II.2. DA NORUEGA NA RESOLUÇÃO DE CONFLITOS

A Noruega surge como exemplo acabado da afirmação de Ghandi relativa à esperança de um actor violento se tornar não-violento aplicado à escala internacional, na medida em que, como indica Webel (2007), à semelhança de outros países escandinavos, anteriormente tendentes à guerra e ao conflito, a Noruega acabou por se tornar um país fomentador da paz quando viu colmatadas as suas necessidades de recursos e de segurança - real e percepcionada - e os seus exércitos permanentes dramaticamente reduzidos ou retirados.
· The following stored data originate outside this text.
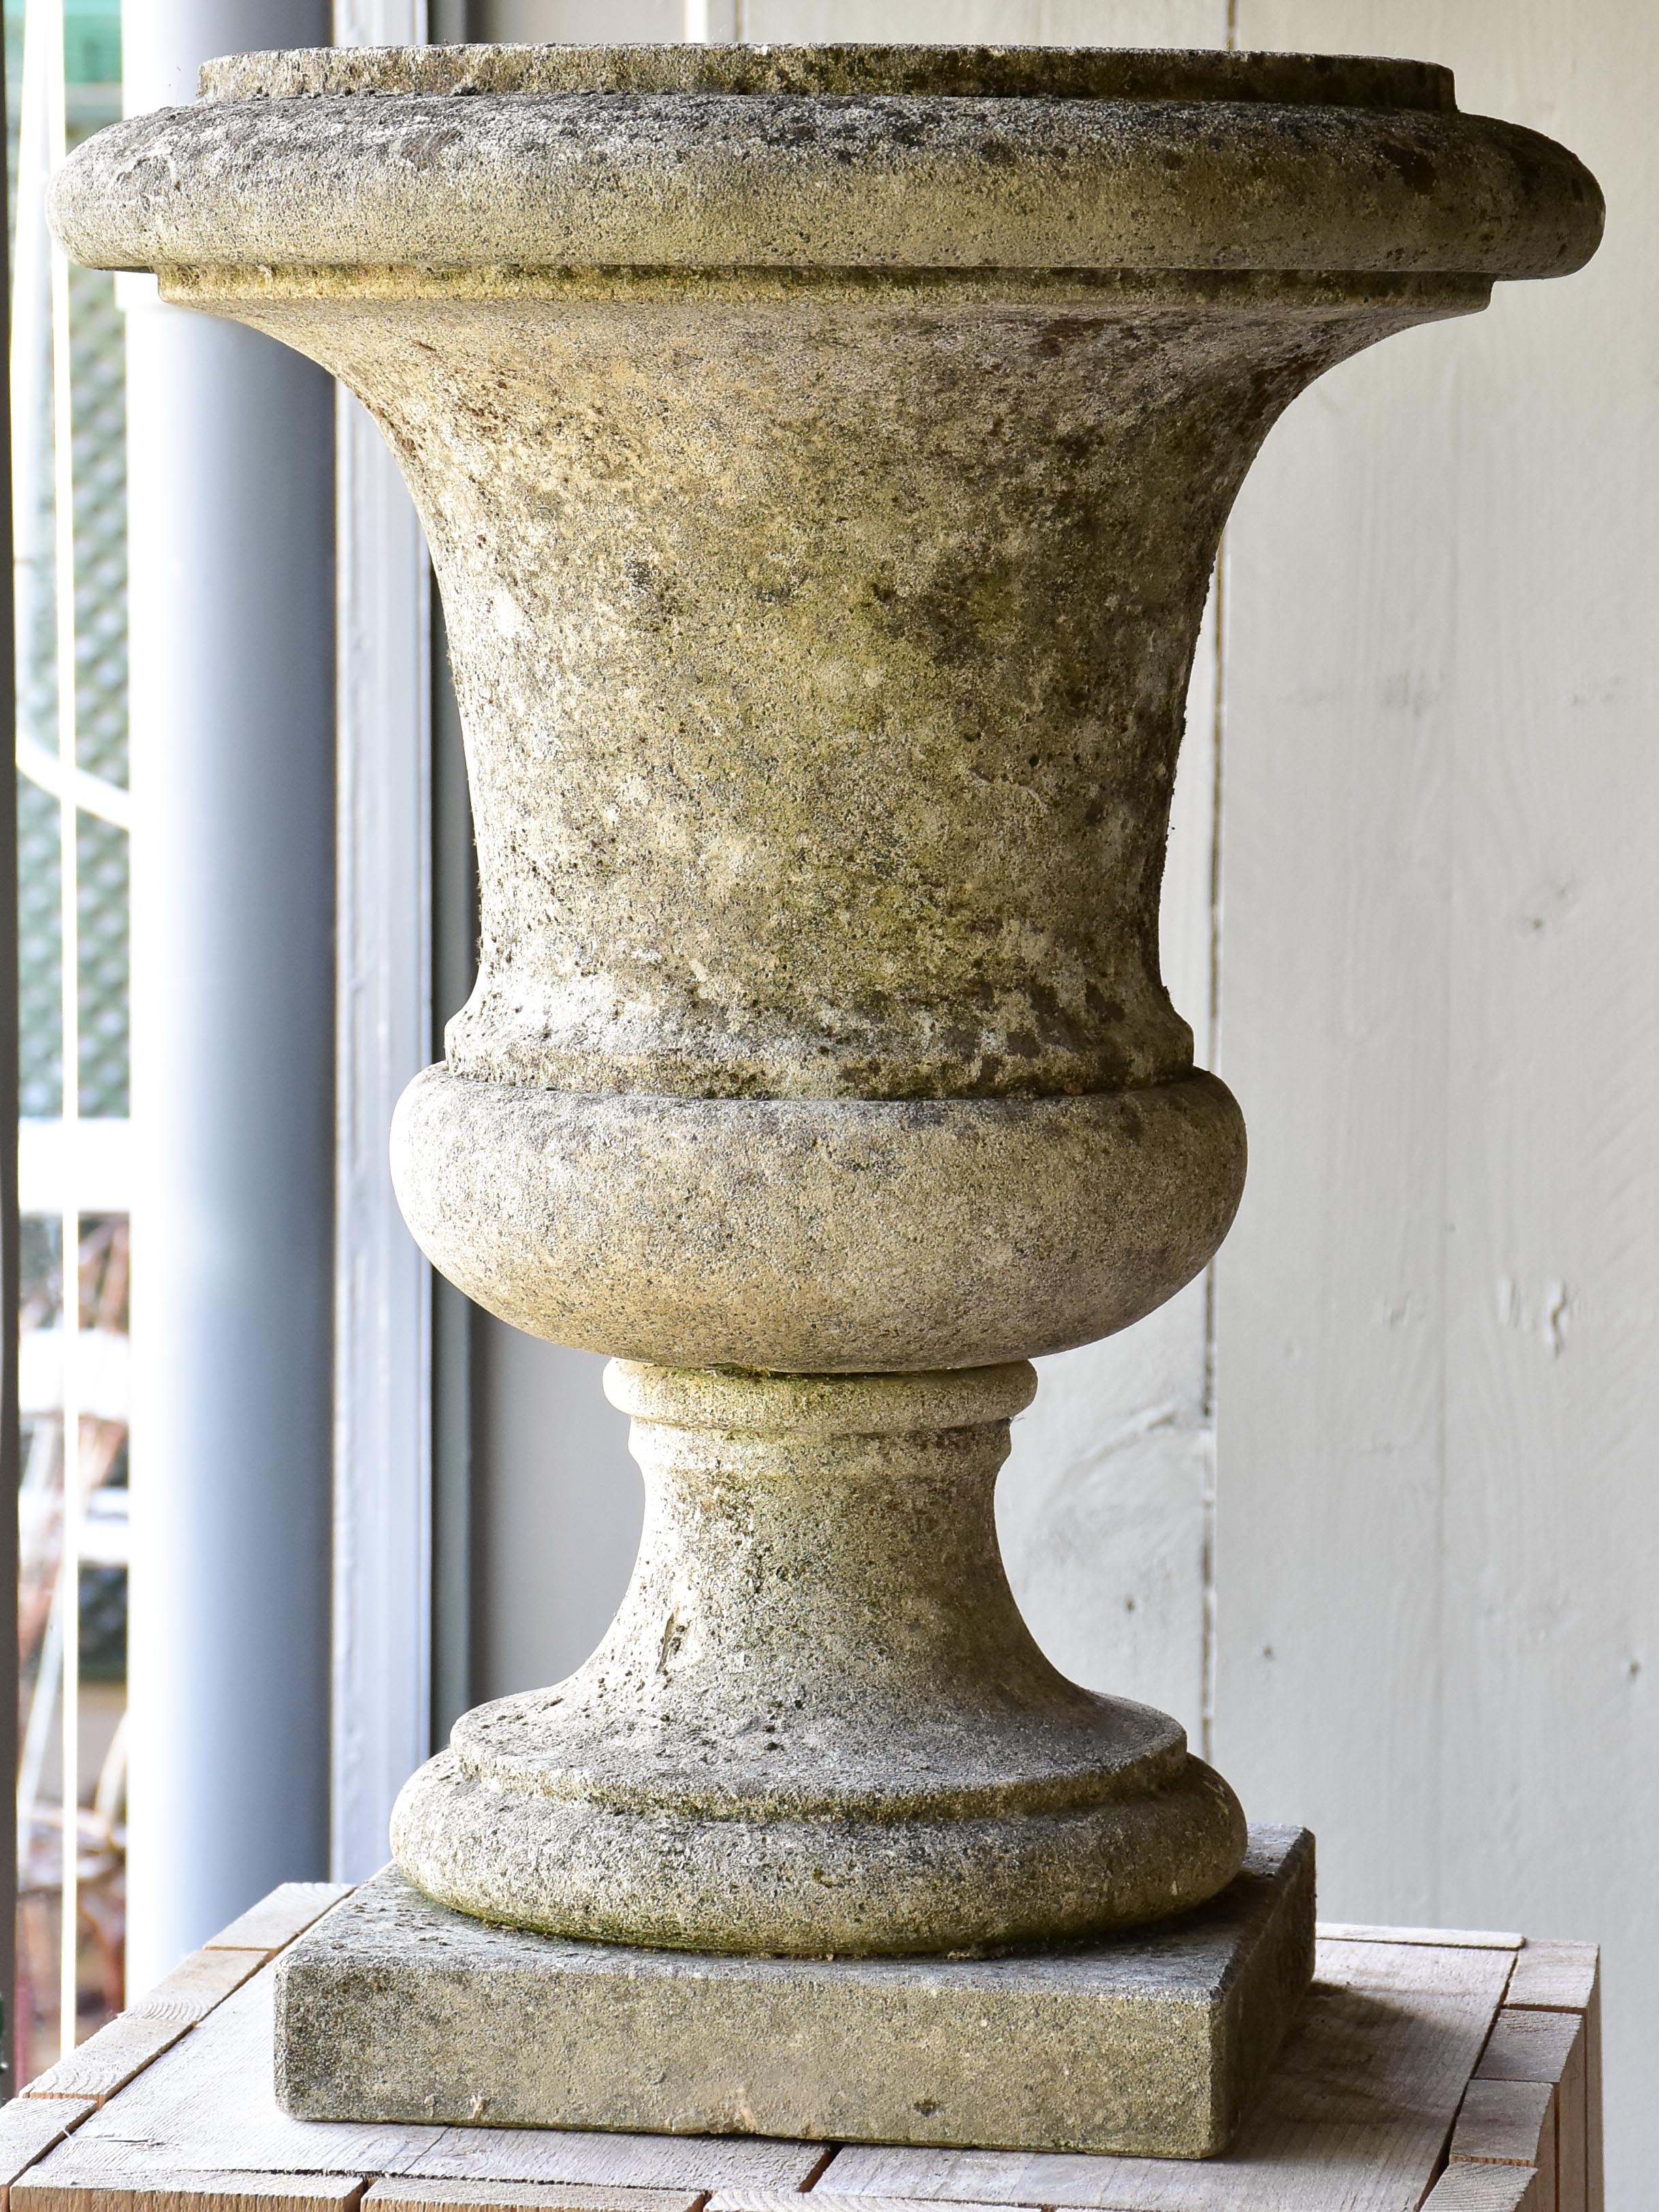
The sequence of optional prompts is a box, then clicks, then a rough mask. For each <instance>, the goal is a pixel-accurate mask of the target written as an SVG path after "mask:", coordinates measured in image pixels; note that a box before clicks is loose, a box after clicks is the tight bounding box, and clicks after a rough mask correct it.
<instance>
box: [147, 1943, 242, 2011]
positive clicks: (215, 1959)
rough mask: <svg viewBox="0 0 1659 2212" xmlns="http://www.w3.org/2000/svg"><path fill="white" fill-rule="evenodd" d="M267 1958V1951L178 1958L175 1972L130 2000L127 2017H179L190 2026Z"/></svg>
mask: <svg viewBox="0 0 1659 2212" xmlns="http://www.w3.org/2000/svg"><path fill="white" fill-rule="evenodd" d="M265 1958H268V1953H265V1951H241V1949H219V1951H192V1953H190V1955H188V1958H181V1960H179V1964H177V1966H175V1969H173V1973H164V1975H161V1980H159V1982H157V1984H155V1986H153V1989H146V1991H144V1995H142V1997H139V2000H137V2002H135V2004H128V2008H126V2015H124V2017H126V2020H179V2022H184V2024H186V2026H190V2024H192V2022H197V2020H206V2017H208V2013H210V2011H212V2008H215V2006H217V2004H223V2000H226V1997H228V1995H230V1991H232V1989H241V1984H243V1982H246V1980H248V1978H250V1975H254V1973H259V1969H261V1964H263V1960H265Z"/></svg>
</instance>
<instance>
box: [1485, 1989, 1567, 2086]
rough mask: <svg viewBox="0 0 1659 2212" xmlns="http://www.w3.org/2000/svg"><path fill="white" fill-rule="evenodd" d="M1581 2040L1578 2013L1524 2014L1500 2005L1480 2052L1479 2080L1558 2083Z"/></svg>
mask: <svg viewBox="0 0 1659 2212" xmlns="http://www.w3.org/2000/svg"><path fill="white" fill-rule="evenodd" d="M1582 2037H1584V2015H1582V2013H1526V2011H1511V2008H1509V2006H1504V2008H1502V2011H1500V2013H1498V2017H1495V2020H1493V2024H1491V2037H1489V2039H1486V2048H1484V2051H1482V2053H1480V2066H1475V2077H1478V2079H1480V2081H1559V2079H1562V2075H1564V2073H1566V2068H1568V2064H1571V2059H1573V2053H1575V2048H1577V2046H1579V2042H1582Z"/></svg>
A ausência de recursos associados ao exercício de hard power, como o são os recursos militares significativos, são indicados por Behringer, citado por Foster (2011, p. 24), como um dos motivos que levam a que Estados de reduzida dimensão se envolvam em relações internacionais que exigem o desenvolvimento de esforços em equipa. Esta ideia vai, de resto, ao encontro das palavras de Haass (2008) que apontam o multilateralismo como factor-chave num mundo não-polar e o sucesso do multilateralismo como dependente do seu relançamento através da inclusão de outros actores que não apenas as grandes potências, já que, nesta nova ordem, poder e influência se encontram cada vez menos ligados.

Ora, tal como anteriormente referido, o fim da era bipolar veio abrir caminho a uma nova configuração do sistema internacional, que, de acordo com Zartman et al., citado por Foster (2011, p. 24), se traduziu na remoção de uma motivação geo- estratégica substancial para o interesse das grandes potências na promoção da paz. Segundo o mesmo autor (Foster, 2011), este novo enquadramento, articulado com as políticas internas e os valores noruegueses, que assumem as preocupações humanitárias como linha orientadora para a acção da sua diplomacia, criaram as condições necessárias a que a Noruega se tornasse, como afirma Cravo (2005), especialista em processos de transformação pacífica de conflitos, sobretudo desde o início da década de 90. Tal, aliado à percepção de neutralidade pela maior parte dos actores internacionais, permitiram à Noruega ganhar credibilidade como facilitador nos processos em apreço, o que veio acentuar, em crescendo, a sua proeminência enquanto promotor da paz no plano internacional. Tanto assim é que a Noruega tornou esta especialidade numa das prioridades da sua política externa (Cravo, 2005), tendo apostado na prática de uma “diplomacia de nicho” (Behringer, citado por Foster, 2011, p. 24), factor que reforça o soft power deste país, anfitrião do prémio Nobel da Paz, ao constituir-se como uma via para a projecção da sua imagem enquanto exemplo e, logo, da sua influência a nível internacional.